YOUR BUSINESS IS OUR BUSINESS: Unfulfilled budgeted disbursements tragic

What you need to know:

In question were contractual issues, including royalty, exclusivity – and a peremptory 15-year extension of the Ticts contract when the initial contract was nowhere near expiring.

Nearly a decade ago, the Infrastructure Development Parliamentary Committee warned the government on issues appertaining to the Tanzania International Container Terminal Services (Ticts), the largest container terminal in Tanzania.

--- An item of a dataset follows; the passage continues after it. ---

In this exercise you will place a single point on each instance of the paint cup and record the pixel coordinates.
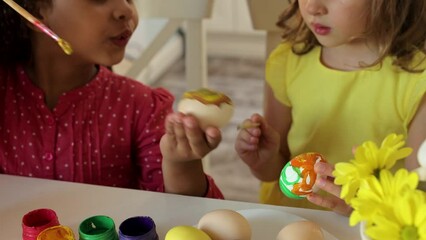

In question were contractual issues, including royalty, exclusivity – and a peremptory 15-year extension of the Ticts contract when the initial contract was nowhere near expiring. Also dismaying was that Ticts had not tangibly invested in Tanzania as agreed in the contract, despite operating in the country for eight years. [See ‘Bunge team warns Govt. over Ticts’ by Mwanamkasi Jumbe; The Citizen, Jan. 15, 2009].

These contractual lapses may sound mundane to some. But, fulfilling contractual obligations can be pivotal to success for a country still struggling to become a semi-industrialised, middle-income Economy in the remaining seven short years under its ‘National Development Vision-2025.’

Let’s hit the Fast-Forward button to this year, when another parliamentary committee has warned the President John Magufuli government that poor disbursement of project funds is hampering, and otherwise undermining, the President’s industrialisation agenda. Presenting the ‘Oversight Report on the Ministry of Industry, Trade and Investment’ in the ongoing National Assembly in the nation’s capital city Dodoma on May 10, the chairman of the ministry’s Parliamentary Committee, Suleiman Saddiq, said the committee members “were deeply concerned that slow disbursement of budgeted funds threatens smooth implementation of the industrialisation drive.”

[See ‘Bunge team warns Govt.’ by Sharon Sauwa @TheCitizen ; May 11, 2018]. For example, only about 10 per cent (Sh8 billion) of the Sh80.11 billion allocated for development projects to the ministry of Industry, Trade and Investment for the 2017/18 financial year had been released by March 2018… And a measly Sh37.4 billion had been released to the ministry by March, out of the total Sh122.2 billion budgeted for its entire activities in the same financial year.

Arguably, the call by Chairman Saddiq for the Government/Treasury “to release the remaining funds for development projects by June 30 this year” when the current financial year ends cannot be much more than an exercise in futility. If the Treasury could fork out only ten per cent of the budgeted funds for development projects in nine months of the 12-month financial year, how can it ‘afford’ to release the remaining 90 per cent

(Sh72.11 billion) in the remaining three months, pray?

This is not the first time that failure to disburse funds for industrialisation on time and in full has happened. In FY-2016/17, the government had disbursed only 19 per cent of budgeted funds by April 2017.

It seems habitual – and is worsening with time.

Failure to disburse budgeted funds as planned in the books plays merry hell with the implementation of socio-economic development projects, including industrialisation in particular.

This is tantamount to Tanzanians shooting ourselves in the foot – and, in effect, it wreaks havoc with the country’s glorious ‘Development Vision-2025.’

It renders the national hopes for a semi-industrialised, middle-income Economy no more than ‘Alinacha’s daydream in the ‘One Thousand and One

(Arabian) Nights.’

More is the pity – if only because, at this rate of disbursing a pittance of budgeted funds, talk of achieving the Vision-2025 and the Sustainable Development Goals-2030 becomes a hollow bellow agony.